They look like my babies, only a lot bigger. x3 My babies were solely raised on kaytee exact..they look so sweet and I want to congratulate and thank you for letting the parents nest in your room. It is so much safer in there for them - away from predators and not so far off the ground. The poops vary in size and frequency. The parents feed a whole lot so the poops will probably be less frequent. Good luck and thank you once again for having a kind heart.


----------



## zack (Aug 15, 2006)

Another update. Gwendolyn and Henry are doing great. They're very big now. Attached is a shot of them eating solid food. They seem to prefer it over the Exact now.

Henry on the left, Gwendolyn with her face in the food on the right.


----------



## Pidgey (May 20, 2005)

For the sake of the family photo album, you might try cleaning them up a bit. You can use a Q-Tip around the face to work the old Kaytee off. Try dry at first, and if that just doesn't work, then go for dampening it.

However, it is an adorable picture.

Pidgey


----------



## Pigeonpal2002 (Jul 27, 2002)

Hi Zack, 

Thanks for the update on the youngsters...they look very good Glad to hear that they are actively seeking the seeds now instead of the formula.
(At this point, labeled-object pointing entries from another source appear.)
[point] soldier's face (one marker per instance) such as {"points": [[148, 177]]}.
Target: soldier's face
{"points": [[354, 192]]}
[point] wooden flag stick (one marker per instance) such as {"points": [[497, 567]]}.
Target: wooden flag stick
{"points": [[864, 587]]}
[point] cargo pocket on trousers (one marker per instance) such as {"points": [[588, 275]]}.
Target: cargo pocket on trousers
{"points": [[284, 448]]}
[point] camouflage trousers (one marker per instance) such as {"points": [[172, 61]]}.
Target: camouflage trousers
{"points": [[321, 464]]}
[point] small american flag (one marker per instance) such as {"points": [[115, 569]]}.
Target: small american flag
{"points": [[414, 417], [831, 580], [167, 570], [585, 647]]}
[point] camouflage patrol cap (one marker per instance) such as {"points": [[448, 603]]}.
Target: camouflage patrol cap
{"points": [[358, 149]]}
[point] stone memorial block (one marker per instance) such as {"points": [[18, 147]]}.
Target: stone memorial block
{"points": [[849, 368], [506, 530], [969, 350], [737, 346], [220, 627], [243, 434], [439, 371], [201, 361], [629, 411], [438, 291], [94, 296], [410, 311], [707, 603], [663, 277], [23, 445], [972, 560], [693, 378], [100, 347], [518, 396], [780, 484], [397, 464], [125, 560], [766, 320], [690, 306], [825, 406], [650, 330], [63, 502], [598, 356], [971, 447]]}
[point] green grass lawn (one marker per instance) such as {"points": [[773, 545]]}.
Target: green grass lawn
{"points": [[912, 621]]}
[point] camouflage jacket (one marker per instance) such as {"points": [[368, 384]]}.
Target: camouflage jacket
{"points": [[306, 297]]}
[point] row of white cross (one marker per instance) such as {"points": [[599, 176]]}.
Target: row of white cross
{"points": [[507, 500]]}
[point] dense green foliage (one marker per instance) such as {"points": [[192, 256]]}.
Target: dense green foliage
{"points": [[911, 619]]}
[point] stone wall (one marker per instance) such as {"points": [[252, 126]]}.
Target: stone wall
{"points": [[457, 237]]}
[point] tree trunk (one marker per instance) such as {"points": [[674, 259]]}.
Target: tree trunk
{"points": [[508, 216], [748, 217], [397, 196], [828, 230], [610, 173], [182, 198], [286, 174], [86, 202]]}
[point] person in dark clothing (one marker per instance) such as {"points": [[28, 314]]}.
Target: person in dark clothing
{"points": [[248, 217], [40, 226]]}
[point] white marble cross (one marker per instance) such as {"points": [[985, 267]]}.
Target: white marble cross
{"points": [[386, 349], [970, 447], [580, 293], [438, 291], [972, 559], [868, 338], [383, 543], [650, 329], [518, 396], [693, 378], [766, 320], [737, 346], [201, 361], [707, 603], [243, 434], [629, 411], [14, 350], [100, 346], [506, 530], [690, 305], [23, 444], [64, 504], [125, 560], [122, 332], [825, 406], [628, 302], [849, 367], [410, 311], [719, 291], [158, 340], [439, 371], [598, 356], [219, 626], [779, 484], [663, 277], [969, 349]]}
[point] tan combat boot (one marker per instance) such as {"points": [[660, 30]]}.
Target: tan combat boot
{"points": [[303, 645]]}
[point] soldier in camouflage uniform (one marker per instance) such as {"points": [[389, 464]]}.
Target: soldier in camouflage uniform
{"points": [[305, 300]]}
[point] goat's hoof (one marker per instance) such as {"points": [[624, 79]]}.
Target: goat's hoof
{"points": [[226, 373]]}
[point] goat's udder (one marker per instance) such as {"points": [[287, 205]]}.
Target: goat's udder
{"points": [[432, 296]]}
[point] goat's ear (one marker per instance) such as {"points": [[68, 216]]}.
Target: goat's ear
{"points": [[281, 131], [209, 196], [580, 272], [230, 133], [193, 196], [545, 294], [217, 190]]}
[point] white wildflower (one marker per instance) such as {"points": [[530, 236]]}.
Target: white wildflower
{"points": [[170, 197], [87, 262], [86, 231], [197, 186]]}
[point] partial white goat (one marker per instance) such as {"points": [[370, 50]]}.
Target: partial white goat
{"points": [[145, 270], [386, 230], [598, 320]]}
Weaning can be such a pain but luckily, you don't have to worry about this now.


----------



## mr squeaks (Apr 14, 2005)

They look GREAT, Zack! You've done a wonderful job as "foster" parent!

Bet Gwendolyn and Henry are gonna be two spoiled pijies! They may NEVER want to leave!


----------



## zack (Aug 15, 2006)

Pidgey said:


> For the sake of the family photo album, you might try cleaning them up a bit. You can use a Q-Tip around the face to work the old Kaytee off. Try dry at first, and if that just doesn't work, then go for dampening it.
> Pidgey


I usually do that. I just took that shot before they had their bath. I've worked with them on bathing themselves as well. I took out a tub of water and played around in it with my hands while they watched. They both seemed to get it and puffed up. Henry went as far as to climb in and splash around.


----------



## Reti (Jul 20, 2003)

Precious little babies you've got there.
They are just adorable. You're doing a great job with them.

Reti


----------



## maryjane (Jul 15, 2006)

They are so cute, what a great job you've done. I have a pigeon named Gwendolyn as well, and one named Henry.  They're perfect pigeon names.


----------



## Skyeking (Jan 17, 2003)

Love the pic, the birds look nice and chubby.

Glad to see them munching on seeds.  

Thanks for the update!


----------